Zeg Awan, Chair of Lancashire Police Federation, said: “What this survey highlights is that the Government has consistently refused or chosen to ignore officers concerns over the past decade or so.

“The service is underfunded in real terms, is under resourced and our officers feel unappreciated and unsupported by their Government.

“This is resulting in officers being overworked, underpaid, and suffering a real detriment to their mental health and wellbeing. More than ever officers are considering leaving the job. This should be a wake-up call for the Government. You cannot run a world class service on a shoestring.

“Chief Constables can only rearrange the deckchairs so many times before something gives. It is disrespectful to the people of Lancashire, who expect a first-class service from their Police, and it is disrespectful to the people expected to deliver the service.

“I would ask if not now, then when will the Government be serious in investing in the Police? I would urge the government to work with the Federation and other policing partners to improve pay and conditions for officers and invest in Policing so we can have a fit and proper service for the 21st century.”

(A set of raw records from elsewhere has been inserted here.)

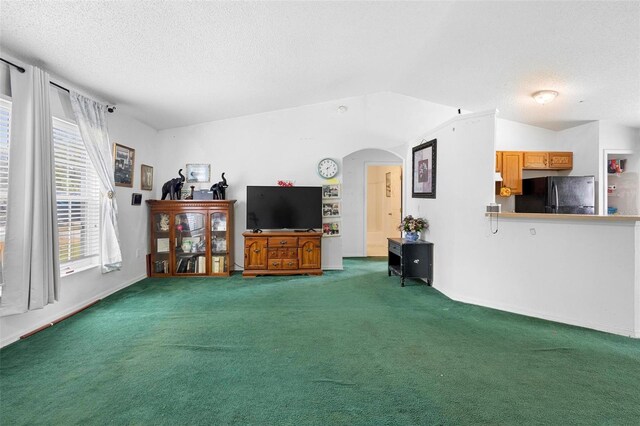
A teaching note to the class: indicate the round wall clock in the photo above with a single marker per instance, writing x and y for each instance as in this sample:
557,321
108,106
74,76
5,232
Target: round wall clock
327,168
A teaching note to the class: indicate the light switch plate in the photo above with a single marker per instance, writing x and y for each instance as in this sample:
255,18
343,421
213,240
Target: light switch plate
494,208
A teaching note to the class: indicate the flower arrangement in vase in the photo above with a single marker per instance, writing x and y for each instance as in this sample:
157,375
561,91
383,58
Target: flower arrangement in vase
413,226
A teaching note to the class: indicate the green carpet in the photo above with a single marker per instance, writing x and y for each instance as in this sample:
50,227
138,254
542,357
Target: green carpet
349,347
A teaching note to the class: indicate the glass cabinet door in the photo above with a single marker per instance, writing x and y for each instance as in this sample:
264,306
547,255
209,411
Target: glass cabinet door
219,243
160,243
191,243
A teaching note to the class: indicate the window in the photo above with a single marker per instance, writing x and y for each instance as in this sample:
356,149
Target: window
5,115
5,120
78,198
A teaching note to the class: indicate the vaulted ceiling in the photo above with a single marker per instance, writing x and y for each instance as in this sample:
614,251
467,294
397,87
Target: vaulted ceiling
173,64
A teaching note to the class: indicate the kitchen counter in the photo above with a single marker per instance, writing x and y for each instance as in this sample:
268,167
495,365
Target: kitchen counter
581,217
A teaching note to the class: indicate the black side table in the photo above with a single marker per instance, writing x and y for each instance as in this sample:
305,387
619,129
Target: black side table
411,259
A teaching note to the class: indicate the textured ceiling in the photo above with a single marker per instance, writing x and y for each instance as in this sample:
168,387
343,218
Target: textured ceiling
173,64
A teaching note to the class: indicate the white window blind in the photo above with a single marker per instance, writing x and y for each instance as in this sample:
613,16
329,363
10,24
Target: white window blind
78,198
5,118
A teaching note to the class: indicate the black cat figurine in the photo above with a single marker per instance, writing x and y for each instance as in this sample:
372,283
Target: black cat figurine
218,189
173,187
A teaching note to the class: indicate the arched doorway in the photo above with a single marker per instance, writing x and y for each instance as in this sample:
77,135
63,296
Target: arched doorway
358,198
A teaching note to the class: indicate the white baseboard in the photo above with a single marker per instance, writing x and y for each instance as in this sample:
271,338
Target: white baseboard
6,340
541,315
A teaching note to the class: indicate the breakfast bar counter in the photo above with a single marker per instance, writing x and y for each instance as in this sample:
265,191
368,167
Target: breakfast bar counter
580,217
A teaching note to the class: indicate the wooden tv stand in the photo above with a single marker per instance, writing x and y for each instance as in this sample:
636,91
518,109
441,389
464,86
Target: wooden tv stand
282,253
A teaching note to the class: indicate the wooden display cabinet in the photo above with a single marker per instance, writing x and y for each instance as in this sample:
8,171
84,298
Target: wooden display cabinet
282,253
191,238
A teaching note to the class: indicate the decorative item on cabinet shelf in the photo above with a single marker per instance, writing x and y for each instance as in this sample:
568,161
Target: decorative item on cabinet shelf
173,187
331,191
146,177
505,191
219,189
413,227
331,228
218,264
198,173
163,223
331,209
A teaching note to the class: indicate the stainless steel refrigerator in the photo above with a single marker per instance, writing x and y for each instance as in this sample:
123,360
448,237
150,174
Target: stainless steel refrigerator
557,194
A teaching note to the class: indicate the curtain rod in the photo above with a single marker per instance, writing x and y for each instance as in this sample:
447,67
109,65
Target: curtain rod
110,108
19,68
58,86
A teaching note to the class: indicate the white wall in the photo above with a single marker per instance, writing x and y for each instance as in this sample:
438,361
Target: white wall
82,288
354,172
514,136
578,273
261,149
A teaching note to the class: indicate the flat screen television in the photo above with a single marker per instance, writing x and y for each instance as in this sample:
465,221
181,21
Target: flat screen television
278,207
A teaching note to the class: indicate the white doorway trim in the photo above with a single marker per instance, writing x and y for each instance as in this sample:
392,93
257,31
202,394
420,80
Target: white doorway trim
400,163
604,195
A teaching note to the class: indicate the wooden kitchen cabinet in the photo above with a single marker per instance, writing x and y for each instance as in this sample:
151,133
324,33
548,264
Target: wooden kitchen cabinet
510,164
541,160
561,160
536,160
511,171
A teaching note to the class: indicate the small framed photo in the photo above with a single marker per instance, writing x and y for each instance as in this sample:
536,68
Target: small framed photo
331,209
387,179
424,170
198,173
331,228
123,159
146,177
331,191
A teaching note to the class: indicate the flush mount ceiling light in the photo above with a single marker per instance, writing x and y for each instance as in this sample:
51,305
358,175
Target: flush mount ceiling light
544,96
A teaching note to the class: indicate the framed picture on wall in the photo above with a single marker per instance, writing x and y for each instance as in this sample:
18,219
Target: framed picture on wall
331,209
423,178
123,159
198,173
331,228
331,191
146,177
387,181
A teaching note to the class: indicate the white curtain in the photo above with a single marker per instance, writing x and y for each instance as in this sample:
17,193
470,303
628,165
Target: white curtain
91,119
31,264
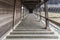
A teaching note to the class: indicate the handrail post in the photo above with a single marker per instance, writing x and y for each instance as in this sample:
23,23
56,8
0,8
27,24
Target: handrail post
14,12
46,14
40,13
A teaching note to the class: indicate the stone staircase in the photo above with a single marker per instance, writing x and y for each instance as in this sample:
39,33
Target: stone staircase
32,34
28,31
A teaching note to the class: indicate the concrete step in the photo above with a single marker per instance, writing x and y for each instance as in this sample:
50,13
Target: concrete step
32,32
32,36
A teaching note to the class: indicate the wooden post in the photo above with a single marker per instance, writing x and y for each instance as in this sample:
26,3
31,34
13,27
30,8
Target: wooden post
40,13
14,13
46,14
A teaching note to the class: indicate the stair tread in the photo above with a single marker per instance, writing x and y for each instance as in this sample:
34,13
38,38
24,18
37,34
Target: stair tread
32,30
31,36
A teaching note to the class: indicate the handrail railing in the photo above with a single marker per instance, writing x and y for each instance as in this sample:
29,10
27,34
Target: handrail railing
56,23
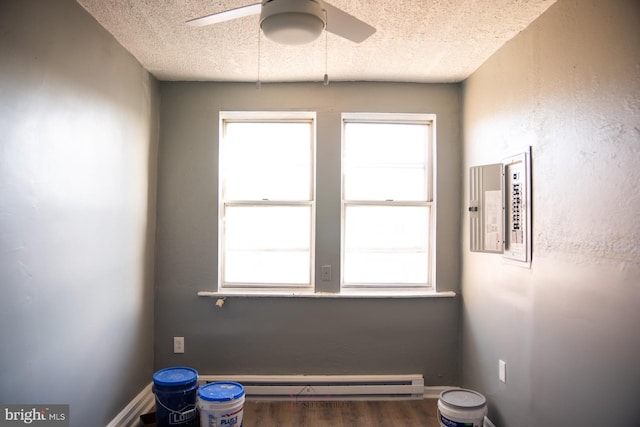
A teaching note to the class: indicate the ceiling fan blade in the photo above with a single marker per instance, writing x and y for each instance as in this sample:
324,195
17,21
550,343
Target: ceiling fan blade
228,15
348,26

Officers are coming under attack from the public too, the report showed, with 13% having suffered one or more injuries that required medical attention as a result of work-related violence in the last year.

Only 11% of officers who responded reported having access to double crewing at all times whilst on duty.

61% of respondents from Lancashire Police said that over the last 12 months, their workload has been ‘too high’ or ‘much too high’. 7% of officers said that they have ‘never’ or ‘rarely’ been able to take an 11-hour break between shifts in the last 12 months and 29% said they feel ‘always’ or ‘often’ feel pressured into working long hours.

Sadly, 86% of respondents from Lancashire Police indicated that they had experienced feelings of stress, low mood, anxiety, or other difficulties with their health and wellbeing over the last 12 months, and 50% said that they find their job ‘very’ or ‘extremely’ stressful.

The survey is based on 650 responses received from Lancashire Police officers.